As Azmon and Wilford were anxious to know more, they took the elders to their home and stayed
up late that night conversing upon the principles of the gospel. Wilford began at once to read the
Book of Mormon. "As I did so, the spirit bore witness that the record which it contained was
true. I opened my eyes to see, my ears to hear, and my heart to understand."
Azmon and Wilford asked for baptism, and two days later Wilford records the event, "The
snow was about three feet deep, the day was cold, and the water was mixed with ice and snow, yet I
did not feel the cold." That evening at a special meeting they were confirmed members of the
Church and received the Gift of the Holy Ghost by the laying on of hands by the elders so
ordained. The Holy Ghost fell upon us and we had a time of great rejoicing."
His old friend Father Mason had prophesied, "Wilford, I shall never partake of this fruit
in the flesh, but you will and you will become a conspicuous actor in the new kingdom."

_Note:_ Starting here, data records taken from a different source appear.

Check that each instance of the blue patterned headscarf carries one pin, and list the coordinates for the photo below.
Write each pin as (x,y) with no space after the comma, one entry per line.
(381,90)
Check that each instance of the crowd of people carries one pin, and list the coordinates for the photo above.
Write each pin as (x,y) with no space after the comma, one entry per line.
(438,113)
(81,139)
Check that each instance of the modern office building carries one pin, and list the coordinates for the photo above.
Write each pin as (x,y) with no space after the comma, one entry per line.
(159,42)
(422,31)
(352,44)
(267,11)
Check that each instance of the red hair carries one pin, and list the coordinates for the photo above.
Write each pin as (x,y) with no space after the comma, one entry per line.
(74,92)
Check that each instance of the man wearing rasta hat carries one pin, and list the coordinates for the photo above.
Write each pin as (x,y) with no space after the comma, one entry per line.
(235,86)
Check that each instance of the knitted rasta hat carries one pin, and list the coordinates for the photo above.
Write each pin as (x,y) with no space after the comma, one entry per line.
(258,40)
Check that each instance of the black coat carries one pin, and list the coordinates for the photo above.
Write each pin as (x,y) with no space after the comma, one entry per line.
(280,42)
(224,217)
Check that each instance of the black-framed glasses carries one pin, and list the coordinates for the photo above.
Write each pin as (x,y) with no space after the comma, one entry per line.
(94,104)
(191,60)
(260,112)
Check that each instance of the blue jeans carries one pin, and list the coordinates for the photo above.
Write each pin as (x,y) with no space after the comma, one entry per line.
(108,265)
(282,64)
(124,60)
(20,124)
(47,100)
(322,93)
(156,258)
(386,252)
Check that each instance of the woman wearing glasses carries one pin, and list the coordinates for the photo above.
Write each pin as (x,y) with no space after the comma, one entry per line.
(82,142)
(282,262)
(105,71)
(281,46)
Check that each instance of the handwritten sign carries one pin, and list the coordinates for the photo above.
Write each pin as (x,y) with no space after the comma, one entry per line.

Wilford relates, "...when I was baptized...almost the first person I thought of was this
prophet, Robert Mason... I wrote him a long letter in which I informed him that I had found the
true gospel with all its blessings; that the authority of the Church of Christ had been restored
to the earth as he had told me it would be; that I had received the ordinances of baptism and the
laying on of hands; that I knew for myself that God had established through Joseph Smith, the
Prophet, the Church of Christ upon the earth.
"He received my letter with great joy and had it read over to him many times... He was
very aged and soon died without having the privilege of receiving the ordinances...
"The first opportunity I had after the truth of baptism for the dead was revealed, I went
forth and was baptized for him in the temple font at Nauvoo."